“Stop the domestic violence” is a message that worldwide campaigns try to convey, with the purpose of raising awareness as well as educating the public about specific negative consequences of abusive behavior.
Unfortunately, the message is not well understood by everyone. Global statistics present dramatic figures: 35% of women have experienced physical/emotional/sexual abuse by a non-partner at least once in their lives, whereas 70% of women experience more than once a form of abuse either from their partner or family members. Certainly, these percentages are only a collection of the reported cases as it is estimated that the number of domestic abuses is higher than the official data.
Causes of Domestic Violence
I would assume that we could all agree that a lack of common sense, humanity, and respect are the main reasons that lead an individual to physically, emotionally or sexually abuse another person.
But understanding the issue from different perspectives, one can identify alternative causes:
- Culture: Sadly, in the 21st century, there are still cultures that do not see a problem with abusing a woman and in fact, such behaviors are socially accepted. Due to the cultural norms, violence is promoted and encouraged as a form of resolving conflicts or as a usual form of emotional expression. Consequently, such acceptance and tolerance of violence is transmitted to the next generations, who are prone to adopt the same form of “communication”

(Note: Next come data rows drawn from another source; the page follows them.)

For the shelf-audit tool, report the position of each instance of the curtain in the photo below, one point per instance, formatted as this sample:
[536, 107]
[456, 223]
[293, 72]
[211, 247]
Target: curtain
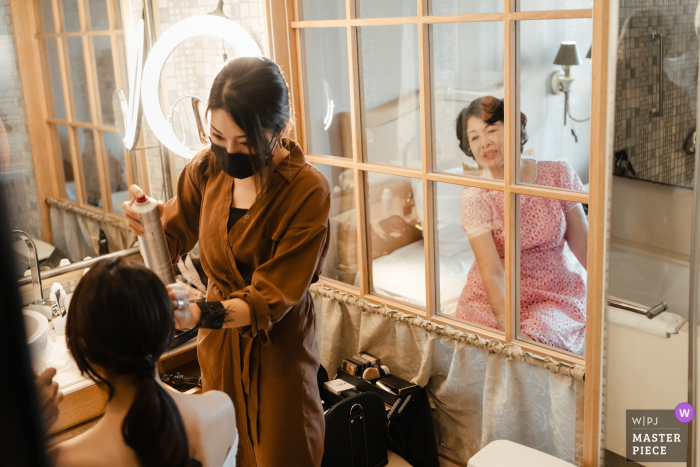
[480, 390]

- Conformism: Most of the cases of domestic violence remain unknown as a result of women’s conformism to their cultural norms. Thus, they feel that by reporting the abuse, they may actually violate the norms. Nevertheless, conformism is not always related to the fear of breaking the norms, but also a result of external and internal pressures. The fear that one could be socially rejected or stigmatized, lead many women to accept violence as part of the tradition.
- Toxic Personality or Psychological Disorders: Low-self esteem, extreme and unjustified jealousy, a desire for control and domination are few of the traits that abusers hold. Either they have been a victim of abuse in the past, they witnessed or lived in an environment that promoted violence or they have an undiagnosed psychological disorder, domestic violence is practiced as a consequence of individual factors.
- Alcohol and Drugs: A constant misuse of toxic substances can significantly affect judgment and neurological activity. As such, a person under the effect of alcohol/drugs has poor control on his/her violent impulses and awareness of his/her unpredictable behavior.
Effects of Domestic Violence
The ultimate effect of domestic violence is death. The statistic data is as worrying as the above-mentioned ones, suggesting that half of the global deaths amongst women in the half-decade were a result of domestic violence.
Yet, the long-term effects of domestic violence are as disastrous as death.
- Depression & Anxiety are directly linked to the severity of the abuse. Often a woman who experiences abuse does not openly discuss the conflict. Thus, she isolates herself mostly due to the fear of what may successively happen if she reports it. The second factor that triggers depression is the inability of seeing a solution and accepting abuse as the only way of living. Most abused women do not receive support from families or community, especially in a culture where women are expected to obey their husbands. Nevertheless, even when support is available, women do not report the abuse as they live in denial. They tend to blame themselves for being the cause of the conflict between them and the partner, refusing to see the gravity of their situation. It often happens when the victim is emotionally controlled and feels that a possible breakup would only worsen her situation.
- Low self-esteem, Self-doubt: Generally abusers tend to minimalize victim’s qualities through threats and verbal abuse, which makes the victim feel vulnerable and fearful. As mentioned above, the victim sees no solution or way out of the situation as her confidence in her ability to live separately and independently from the abuser, diminishes.
- Physical Changes: Besides bruises, an abuse can have a great impact on body’s functions. Thus, insomnia or constant fatigue, poor cognitive and memory functions, shortness of breath, uncontrollable shaking and menstrual dysfunction are only the main and perhaps, the common physical effects of domestic abuse.
Preventing Domestic Violence
It is essential that the governments work closely and effectively with organizations that specialize in preventing abusive behaviors. By implementing stricter laws, creating more supportive centers, women would perhaps have more courage to leave a toxic relationship sooner.
Additionally, schools play an important role in forming future adults by shaping students’ intrapersonal skills since education can be a powerful organization that could challenge harmful beliefs, and motivate individuals to form healthy relationships or recognize the abusive ones.
A second influential mean that could address domestic violence is media. Radio, television, and booklets accompanied by informational programmes could promote safe dating and prevention of violence to a larger population.
Last, but not least, domestic violence is a matter that regards us all. No human being deserves being mistreated, deprived of freedom or offended in any possible way. If you identify any of the above signs as being a result of domestic abuse, report it! Remember that victims of abuse are afraid or in denial and therefore, they may have been abused longer than you may be aware.
If you think that you can approach the person and discuss their concerns, give your support and guide them to local professionals that will further investigate the case.